Not much is known of this new directed energy weapon, named Kalina, but if the reports are correct this weapon could turn ISR satellites completely useless. The system blinds the electro-optical sensors of ISR satellites by overloading the sensors with enough light to prevent them from functioning. According to weeklyblitz.com achieving this requires high-precision delivery of sufficient amounts of amplified light beams to the targeted satellite sensor. Given the extreme distances and the fact that the laser beam must first pass through the Earth’s atmosphere, this maneuver is highly impressive. 

Kalina operates in a pulsed mode and produces about 1,000 joules per square centimeter. The system delivers an enormous number of photons across large distances and hits satellites orbiting overhead. It is able to do this because lasers form highly collimated beams, meaning the photons travel in parallel, preventing the beam from spreading out and diverging damage output. Kalina focuses its beam using a telescope with a diameter of several meters.

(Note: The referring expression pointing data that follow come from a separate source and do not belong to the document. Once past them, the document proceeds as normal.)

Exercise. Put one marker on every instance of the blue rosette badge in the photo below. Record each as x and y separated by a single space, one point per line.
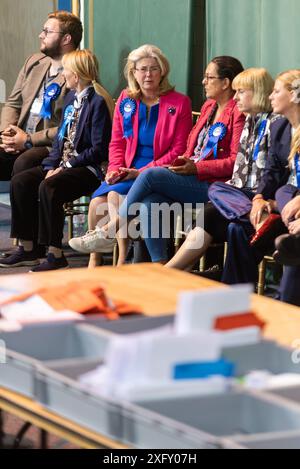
51 94
128 109
68 116
216 133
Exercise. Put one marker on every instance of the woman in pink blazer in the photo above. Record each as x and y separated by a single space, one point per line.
150 129
210 156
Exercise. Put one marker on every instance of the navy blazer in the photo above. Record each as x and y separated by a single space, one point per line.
92 136
277 171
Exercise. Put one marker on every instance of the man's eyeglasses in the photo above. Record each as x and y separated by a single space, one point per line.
47 31
210 77
148 69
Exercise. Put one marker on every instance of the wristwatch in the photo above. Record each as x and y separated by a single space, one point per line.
28 144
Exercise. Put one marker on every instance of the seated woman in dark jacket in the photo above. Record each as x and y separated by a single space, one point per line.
71 170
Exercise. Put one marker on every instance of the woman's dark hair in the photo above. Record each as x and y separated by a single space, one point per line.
228 67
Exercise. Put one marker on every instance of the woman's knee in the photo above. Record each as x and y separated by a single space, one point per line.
151 174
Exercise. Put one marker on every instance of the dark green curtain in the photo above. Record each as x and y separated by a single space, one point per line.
261 33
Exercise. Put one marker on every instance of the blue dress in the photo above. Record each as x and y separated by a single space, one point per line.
144 153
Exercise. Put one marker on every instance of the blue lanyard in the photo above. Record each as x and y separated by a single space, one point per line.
261 133
297 168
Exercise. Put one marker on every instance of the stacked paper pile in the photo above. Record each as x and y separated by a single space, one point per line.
182 360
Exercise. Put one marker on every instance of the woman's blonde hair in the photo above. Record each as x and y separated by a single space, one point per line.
291 81
144 52
260 82
85 64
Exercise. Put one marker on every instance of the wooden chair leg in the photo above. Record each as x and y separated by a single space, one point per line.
225 252
202 263
177 236
70 227
262 277
115 254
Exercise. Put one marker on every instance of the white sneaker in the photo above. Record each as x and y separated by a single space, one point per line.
93 241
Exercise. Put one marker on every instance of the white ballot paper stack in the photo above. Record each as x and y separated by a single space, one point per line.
199 310
141 366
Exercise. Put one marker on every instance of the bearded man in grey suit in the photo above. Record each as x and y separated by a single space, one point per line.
32 113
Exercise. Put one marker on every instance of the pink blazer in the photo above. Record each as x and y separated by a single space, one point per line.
219 169
173 127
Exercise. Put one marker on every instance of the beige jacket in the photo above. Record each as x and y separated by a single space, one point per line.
27 86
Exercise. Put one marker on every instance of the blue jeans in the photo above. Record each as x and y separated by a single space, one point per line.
158 185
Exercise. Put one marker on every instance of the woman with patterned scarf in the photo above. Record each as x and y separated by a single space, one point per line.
232 201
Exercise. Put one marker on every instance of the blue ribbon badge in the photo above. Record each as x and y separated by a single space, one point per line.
261 133
68 116
128 109
51 94
297 167
216 133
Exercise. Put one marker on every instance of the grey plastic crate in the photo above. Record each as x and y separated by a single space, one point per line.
265 355
131 325
58 390
292 393
228 415
43 343
288 440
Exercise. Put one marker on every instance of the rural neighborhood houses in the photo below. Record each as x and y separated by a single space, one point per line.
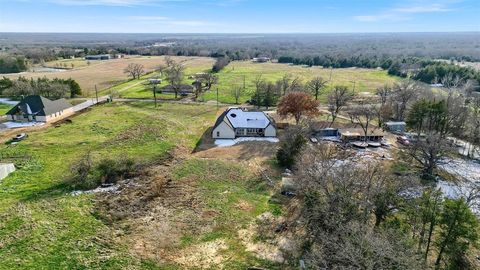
40 109
238 122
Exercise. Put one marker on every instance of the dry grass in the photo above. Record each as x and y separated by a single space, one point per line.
105 74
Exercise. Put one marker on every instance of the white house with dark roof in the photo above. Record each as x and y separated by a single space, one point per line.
40 109
238 122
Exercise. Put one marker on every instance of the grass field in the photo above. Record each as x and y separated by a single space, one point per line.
43 226
366 80
106 74
77 63
141 89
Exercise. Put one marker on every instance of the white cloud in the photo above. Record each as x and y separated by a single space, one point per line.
125 3
404 12
169 21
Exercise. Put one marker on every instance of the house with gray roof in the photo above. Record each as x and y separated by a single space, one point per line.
40 109
237 122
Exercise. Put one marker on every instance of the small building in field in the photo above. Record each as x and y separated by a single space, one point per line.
396 127
182 89
238 122
36 108
357 134
98 57
261 59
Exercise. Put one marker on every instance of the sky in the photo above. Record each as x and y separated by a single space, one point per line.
239 16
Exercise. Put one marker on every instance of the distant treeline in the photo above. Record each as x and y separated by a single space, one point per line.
12 64
424 70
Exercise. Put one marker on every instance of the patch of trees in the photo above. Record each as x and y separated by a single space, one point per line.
361 217
433 72
12 64
52 89
134 70
220 63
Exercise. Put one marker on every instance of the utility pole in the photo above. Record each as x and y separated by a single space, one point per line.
96 92
217 99
155 94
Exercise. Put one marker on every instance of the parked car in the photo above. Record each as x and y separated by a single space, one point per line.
20 137
403 140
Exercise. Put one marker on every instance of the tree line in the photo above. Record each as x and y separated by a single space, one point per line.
368 215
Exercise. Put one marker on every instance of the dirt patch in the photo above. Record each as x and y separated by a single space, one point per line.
244 206
152 212
273 246
204 255
247 151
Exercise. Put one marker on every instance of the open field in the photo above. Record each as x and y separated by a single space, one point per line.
141 88
4 108
184 214
366 80
105 74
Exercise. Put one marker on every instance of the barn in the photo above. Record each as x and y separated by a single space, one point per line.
238 122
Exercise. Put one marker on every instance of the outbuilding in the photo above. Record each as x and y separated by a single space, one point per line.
238 122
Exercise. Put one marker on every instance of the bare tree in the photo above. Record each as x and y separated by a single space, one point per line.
337 99
338 202
384 92
237 91
297 104
363 114
207 79
403 94
284 84
134 70
316 85
174 75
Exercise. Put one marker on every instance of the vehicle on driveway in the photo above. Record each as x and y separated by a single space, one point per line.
403 140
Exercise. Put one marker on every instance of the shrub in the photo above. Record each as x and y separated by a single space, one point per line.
291 146
86 174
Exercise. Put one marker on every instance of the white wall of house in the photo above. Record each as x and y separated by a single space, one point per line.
58 115
223 131
53 117
270 131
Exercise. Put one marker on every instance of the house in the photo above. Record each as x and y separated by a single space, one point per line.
40 109
396 127
155 81
98 57
261 59
237 122
357 134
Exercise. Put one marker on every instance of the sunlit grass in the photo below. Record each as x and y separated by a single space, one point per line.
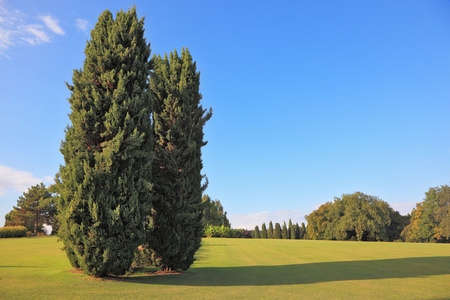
239 268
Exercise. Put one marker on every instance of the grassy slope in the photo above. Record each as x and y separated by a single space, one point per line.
237 268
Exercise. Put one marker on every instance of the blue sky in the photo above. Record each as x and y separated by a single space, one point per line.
311 99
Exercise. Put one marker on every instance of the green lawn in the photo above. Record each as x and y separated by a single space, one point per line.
239 268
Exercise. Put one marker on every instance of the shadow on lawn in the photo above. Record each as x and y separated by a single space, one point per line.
304 273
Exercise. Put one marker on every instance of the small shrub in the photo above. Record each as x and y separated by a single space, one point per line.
13 231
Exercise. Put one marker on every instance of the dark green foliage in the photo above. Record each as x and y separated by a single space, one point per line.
284 231
213 213
270 231
34 209
277 231
291 230
430 220
256 233
176 228
108 149
303 231
264 231
297 231
354 217
13 231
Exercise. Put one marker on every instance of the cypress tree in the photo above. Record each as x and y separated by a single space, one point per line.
303 231
105 182
263 231
291 230
257 234
297 231
270 232
176 230
277 231
285 231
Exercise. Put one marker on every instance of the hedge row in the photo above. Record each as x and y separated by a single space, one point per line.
13 231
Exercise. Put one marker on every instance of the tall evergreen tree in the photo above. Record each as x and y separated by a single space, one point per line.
176 230
303 231
105 182
285 231
257 234
277 231
270 232
264 231
291 230
34 209
297 231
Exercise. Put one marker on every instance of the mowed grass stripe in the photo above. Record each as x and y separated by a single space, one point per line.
242 268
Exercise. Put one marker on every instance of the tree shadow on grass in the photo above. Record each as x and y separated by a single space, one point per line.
303 273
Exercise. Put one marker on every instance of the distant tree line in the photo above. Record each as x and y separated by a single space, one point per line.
289 231
35 207
430 220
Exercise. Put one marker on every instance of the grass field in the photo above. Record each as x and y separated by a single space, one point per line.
241 268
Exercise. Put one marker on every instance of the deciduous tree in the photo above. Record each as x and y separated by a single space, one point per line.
430 220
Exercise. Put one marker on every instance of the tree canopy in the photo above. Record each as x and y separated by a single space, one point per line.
213 213
176 220
34 208
108 149
356 216
430 220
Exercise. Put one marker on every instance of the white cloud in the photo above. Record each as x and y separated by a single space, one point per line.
20 181
82 25
34 34
17 28
249 221
52 24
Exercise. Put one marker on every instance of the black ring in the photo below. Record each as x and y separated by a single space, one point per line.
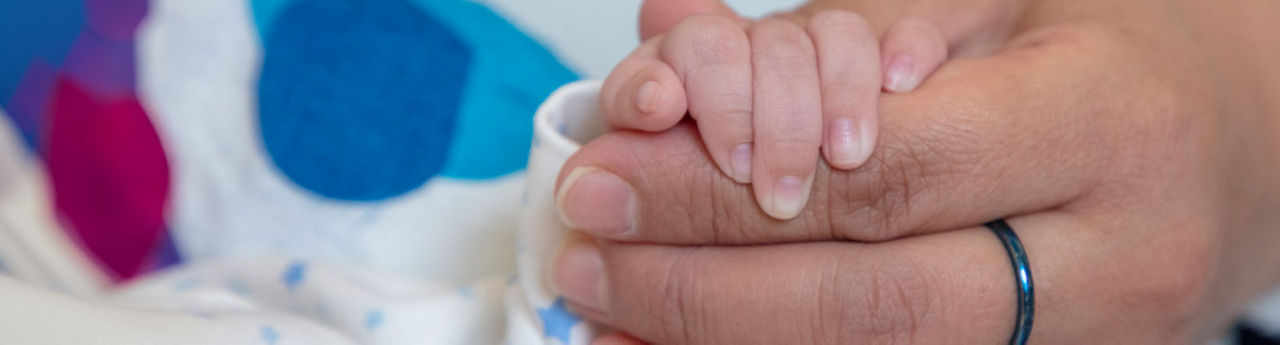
1023 274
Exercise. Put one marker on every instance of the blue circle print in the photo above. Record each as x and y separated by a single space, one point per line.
357 99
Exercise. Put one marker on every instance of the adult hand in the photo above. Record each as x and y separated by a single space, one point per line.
1132 143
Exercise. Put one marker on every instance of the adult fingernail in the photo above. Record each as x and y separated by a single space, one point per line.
647 97
579 275
901 74
595 201
844 145
740 161
787 197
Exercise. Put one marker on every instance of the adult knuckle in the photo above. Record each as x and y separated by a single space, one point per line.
882 194
886 304
677 303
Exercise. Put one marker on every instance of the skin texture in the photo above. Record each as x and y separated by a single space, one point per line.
1130 143
768 93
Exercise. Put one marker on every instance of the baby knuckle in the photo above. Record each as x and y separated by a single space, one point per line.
841 21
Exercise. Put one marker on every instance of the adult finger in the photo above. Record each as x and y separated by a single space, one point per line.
951 288
1010 130
786 119
849 69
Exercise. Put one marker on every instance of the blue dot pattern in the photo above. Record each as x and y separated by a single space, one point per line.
269 335
357 99
558 321
293 275
373 320
508 77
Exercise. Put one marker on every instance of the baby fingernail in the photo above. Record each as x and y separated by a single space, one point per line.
901 74
787 197
595 201
740 161
844 143
647 97
579 275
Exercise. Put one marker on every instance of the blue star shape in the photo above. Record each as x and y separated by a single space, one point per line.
557 321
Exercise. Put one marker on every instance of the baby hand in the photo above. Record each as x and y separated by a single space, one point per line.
768 95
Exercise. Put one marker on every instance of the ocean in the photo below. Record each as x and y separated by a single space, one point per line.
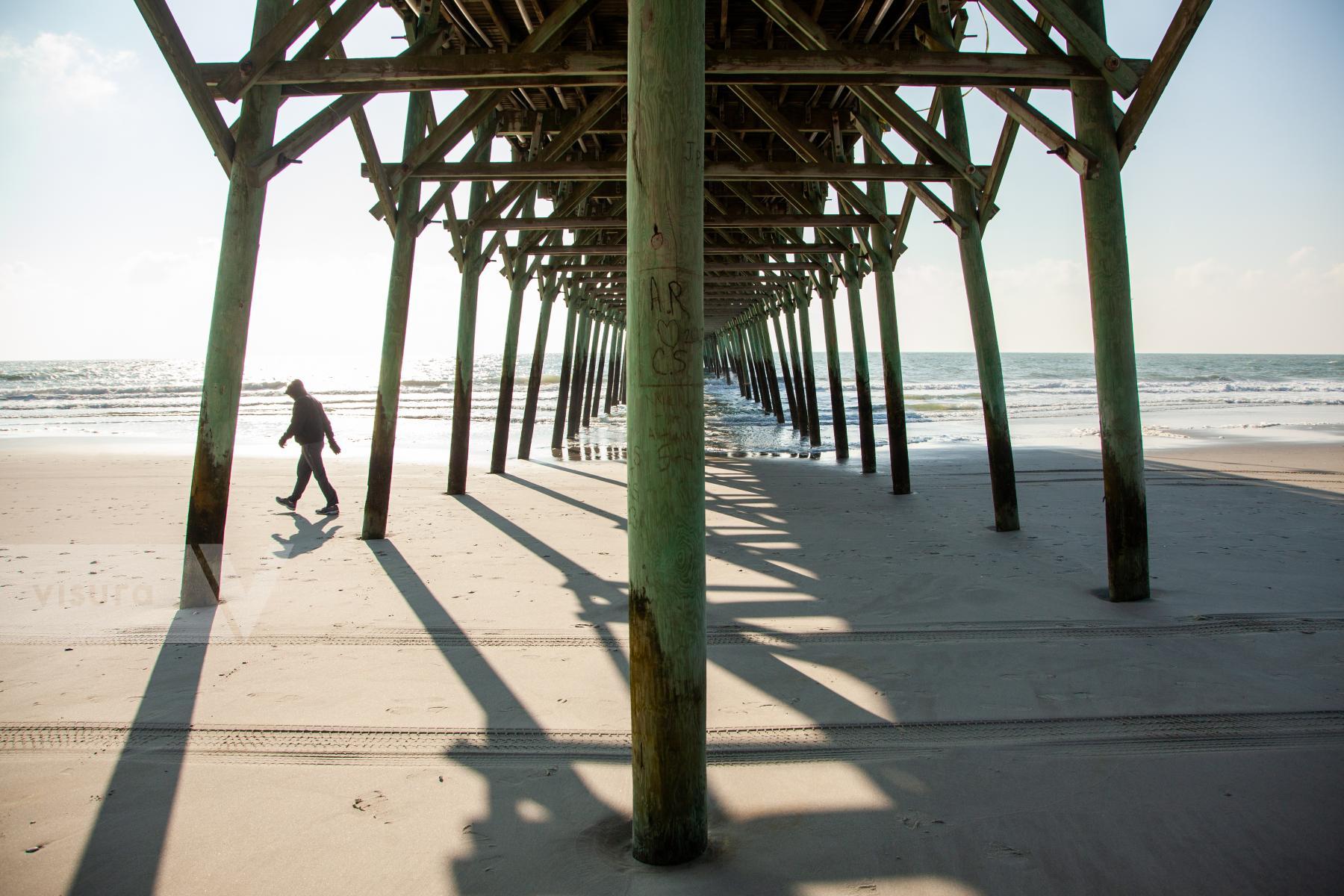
152 405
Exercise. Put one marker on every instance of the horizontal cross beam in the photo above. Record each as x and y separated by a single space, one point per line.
606 69
721 222
746 249
714 171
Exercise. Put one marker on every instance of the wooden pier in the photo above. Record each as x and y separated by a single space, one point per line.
717 172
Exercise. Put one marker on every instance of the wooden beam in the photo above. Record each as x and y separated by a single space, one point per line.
806 149
311 75
1089 45
714 171
707 267
940 208
477 105
1033 35
883 101
747 249
1155 81
721 222
332 28
164 30
269 49
551 153
1057 140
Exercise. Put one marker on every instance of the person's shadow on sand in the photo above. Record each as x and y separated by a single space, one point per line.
307 536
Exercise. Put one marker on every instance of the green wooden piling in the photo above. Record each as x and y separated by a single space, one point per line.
809 375
604 361
665 308
796 361
893 382
534 376
994 402
465 364
612 378
863 388
504 406
784 368
226 348
838 415
562 398
768 356
581 354
594 383
1113 336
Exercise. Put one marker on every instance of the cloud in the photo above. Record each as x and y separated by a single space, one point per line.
65 67
1301 255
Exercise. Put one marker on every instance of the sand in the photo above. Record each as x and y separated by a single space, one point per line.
900 699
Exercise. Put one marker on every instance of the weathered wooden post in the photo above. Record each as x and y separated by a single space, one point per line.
608 327
992 399
534 378
784 367
809 375
893 381
1113 335
613 366
753 383
863 388
562 399
828 324
804 406
517 280
581 352
473 262
222 385
735 351
768 356
665 308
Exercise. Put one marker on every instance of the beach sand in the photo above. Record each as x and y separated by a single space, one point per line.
902 700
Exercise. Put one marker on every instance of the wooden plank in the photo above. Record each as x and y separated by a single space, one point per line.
164 30
719 222
1089 45
1057 140
747 249
520 172
470 111
308 134
606 67
883 101
269 49
553 152
332 28
940 208
1028 34
1155 81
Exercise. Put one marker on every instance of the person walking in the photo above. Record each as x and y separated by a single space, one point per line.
308 426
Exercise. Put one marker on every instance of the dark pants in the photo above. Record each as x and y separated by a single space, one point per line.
309 465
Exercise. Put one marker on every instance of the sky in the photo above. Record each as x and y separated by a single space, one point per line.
112 203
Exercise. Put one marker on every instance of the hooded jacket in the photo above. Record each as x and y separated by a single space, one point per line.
308 422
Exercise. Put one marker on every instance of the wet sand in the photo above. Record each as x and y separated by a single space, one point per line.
900 699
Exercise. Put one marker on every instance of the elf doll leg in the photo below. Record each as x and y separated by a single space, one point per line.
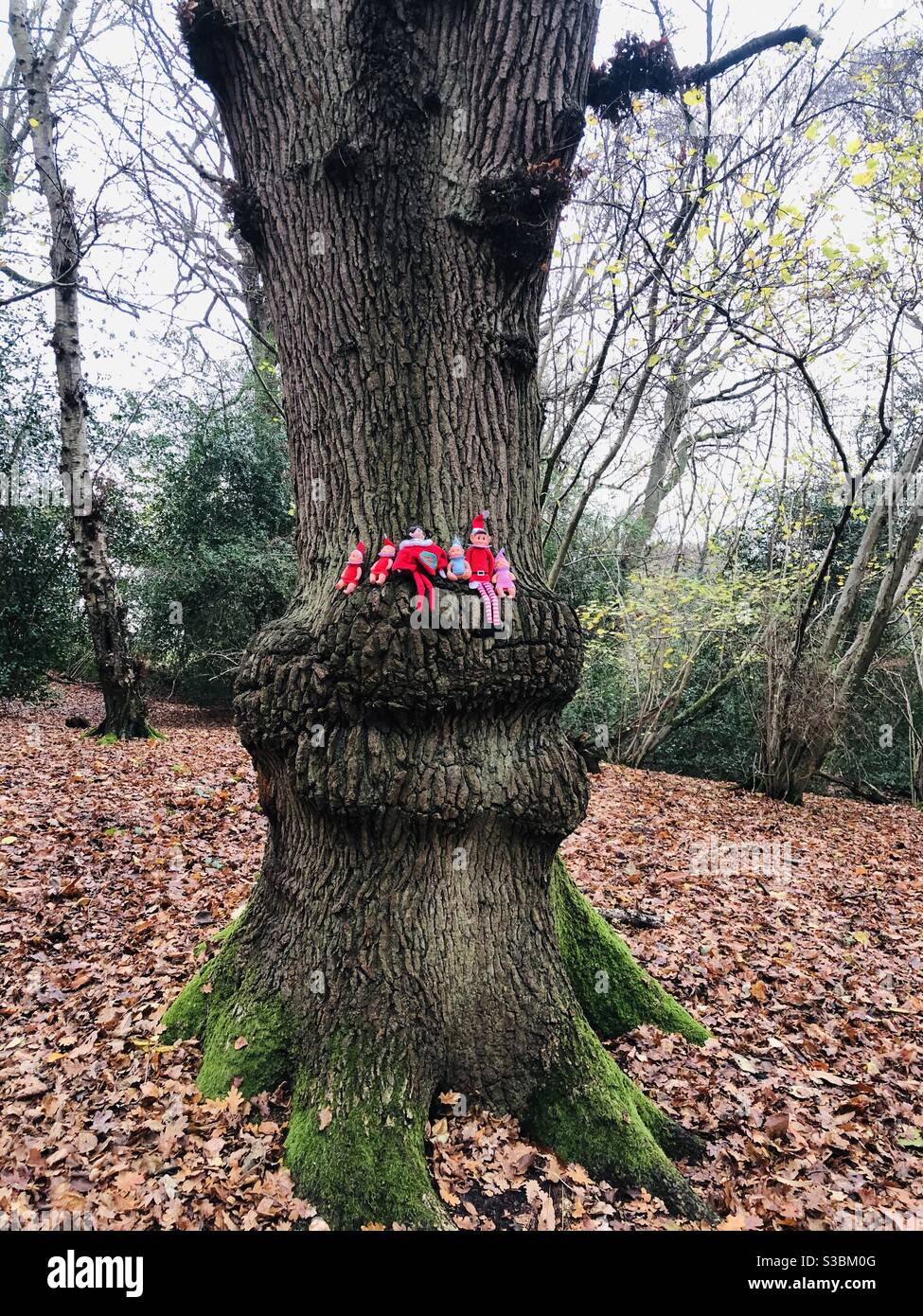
491 608
424 590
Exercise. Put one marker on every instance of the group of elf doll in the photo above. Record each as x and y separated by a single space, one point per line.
420 560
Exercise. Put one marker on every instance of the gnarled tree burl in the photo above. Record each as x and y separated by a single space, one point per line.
400 169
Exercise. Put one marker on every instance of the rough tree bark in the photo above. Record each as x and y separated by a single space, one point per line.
118 674
400 172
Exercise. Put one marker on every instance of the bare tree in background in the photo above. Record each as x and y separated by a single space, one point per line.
118 671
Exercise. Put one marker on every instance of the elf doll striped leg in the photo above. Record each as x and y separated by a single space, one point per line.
490 603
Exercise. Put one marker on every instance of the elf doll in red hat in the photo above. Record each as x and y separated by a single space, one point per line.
382 563
418 557
352 573
481 560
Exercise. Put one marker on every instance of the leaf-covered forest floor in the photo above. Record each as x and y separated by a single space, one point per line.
116 861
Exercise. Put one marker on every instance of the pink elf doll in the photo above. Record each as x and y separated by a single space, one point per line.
458 567
383 563
504 577
353 571
481 560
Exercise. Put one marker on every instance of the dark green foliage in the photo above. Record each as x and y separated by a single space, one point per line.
219 562
40 620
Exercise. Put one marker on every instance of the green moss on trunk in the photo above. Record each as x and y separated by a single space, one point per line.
245 1036
590 1112
356 1144
613 991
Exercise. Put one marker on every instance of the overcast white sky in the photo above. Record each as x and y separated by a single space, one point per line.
133 347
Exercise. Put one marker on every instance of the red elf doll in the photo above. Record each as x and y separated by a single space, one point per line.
481 560
420 559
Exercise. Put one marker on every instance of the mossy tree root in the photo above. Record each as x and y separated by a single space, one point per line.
356 1136
356 1141
245 1036
613 991
590 1112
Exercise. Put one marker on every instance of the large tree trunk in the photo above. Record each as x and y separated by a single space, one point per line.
406 935
118 672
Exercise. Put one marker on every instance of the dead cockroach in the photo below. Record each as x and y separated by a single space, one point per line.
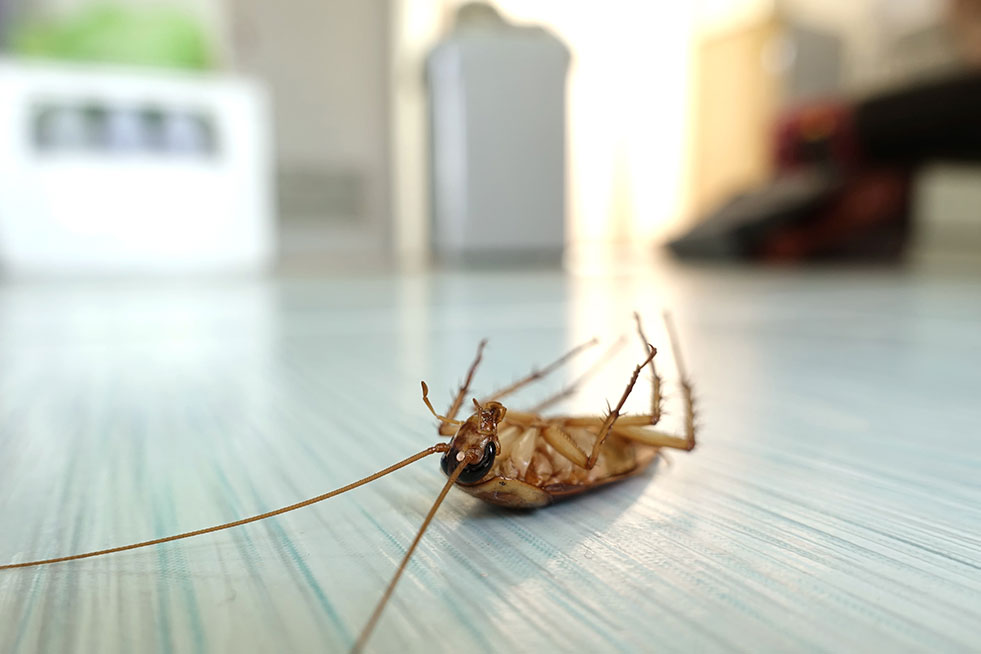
517 459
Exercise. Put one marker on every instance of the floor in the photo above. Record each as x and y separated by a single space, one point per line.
833 502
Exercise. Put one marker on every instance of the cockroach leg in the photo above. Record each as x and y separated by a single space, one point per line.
649 436
442 419
539 374
446 428
655 378
579 381
614 413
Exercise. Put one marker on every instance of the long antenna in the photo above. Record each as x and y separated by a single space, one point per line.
366 632
439 447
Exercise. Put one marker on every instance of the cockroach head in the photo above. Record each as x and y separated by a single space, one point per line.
489 415
475 445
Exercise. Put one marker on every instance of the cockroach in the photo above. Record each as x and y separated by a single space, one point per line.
516 459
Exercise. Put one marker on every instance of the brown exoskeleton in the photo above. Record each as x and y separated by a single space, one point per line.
518 459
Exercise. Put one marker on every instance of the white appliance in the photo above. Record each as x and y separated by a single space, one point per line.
497 102
106 170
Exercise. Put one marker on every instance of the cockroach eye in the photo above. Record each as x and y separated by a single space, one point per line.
472 473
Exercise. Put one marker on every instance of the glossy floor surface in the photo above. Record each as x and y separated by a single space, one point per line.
833 503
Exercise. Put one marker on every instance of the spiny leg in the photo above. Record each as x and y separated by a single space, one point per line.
446 428
539 374
655 378
578 382
614 413
650 436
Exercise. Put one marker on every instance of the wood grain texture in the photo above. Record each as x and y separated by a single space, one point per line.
833 504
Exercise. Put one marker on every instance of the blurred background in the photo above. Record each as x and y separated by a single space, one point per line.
208 135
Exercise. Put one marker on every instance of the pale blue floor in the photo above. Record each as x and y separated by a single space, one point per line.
834 502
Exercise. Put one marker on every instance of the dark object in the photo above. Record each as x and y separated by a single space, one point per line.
843 185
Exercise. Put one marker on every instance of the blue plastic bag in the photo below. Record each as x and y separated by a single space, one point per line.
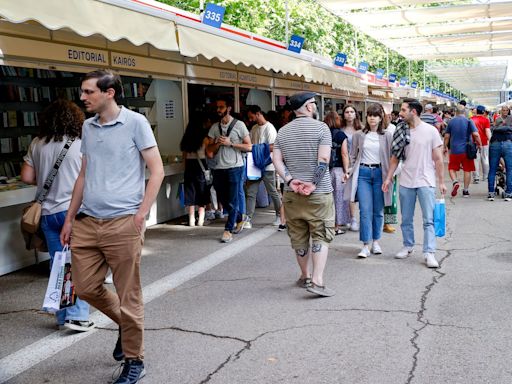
440 218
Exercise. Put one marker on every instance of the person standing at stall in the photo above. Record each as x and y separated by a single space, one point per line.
61 122
227 140
108 230
301 156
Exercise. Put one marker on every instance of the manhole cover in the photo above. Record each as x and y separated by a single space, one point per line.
505 257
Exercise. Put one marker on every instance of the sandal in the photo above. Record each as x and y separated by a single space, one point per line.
320 290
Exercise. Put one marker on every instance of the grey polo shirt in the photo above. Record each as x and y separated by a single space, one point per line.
114 177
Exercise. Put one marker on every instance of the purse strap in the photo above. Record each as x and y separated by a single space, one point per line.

ISR satellites using electro-optical sensors tend to operate in LEO (Low-Earth Orbit) with an altitude of several hundred kilometers. It typically takes these satellites several minutes to pass over any specific point on Earth, requiring Kalina to be able to operate continuously for that long while maintaining permanent track on the electro-optical sensors. Based on the reported details of the telescope, Kalina would be able to target an overhead satellite for hundreds of kilometers of its path. This makes it possible to protect a very large area of over 100,000 square kilometers from ISR satellites.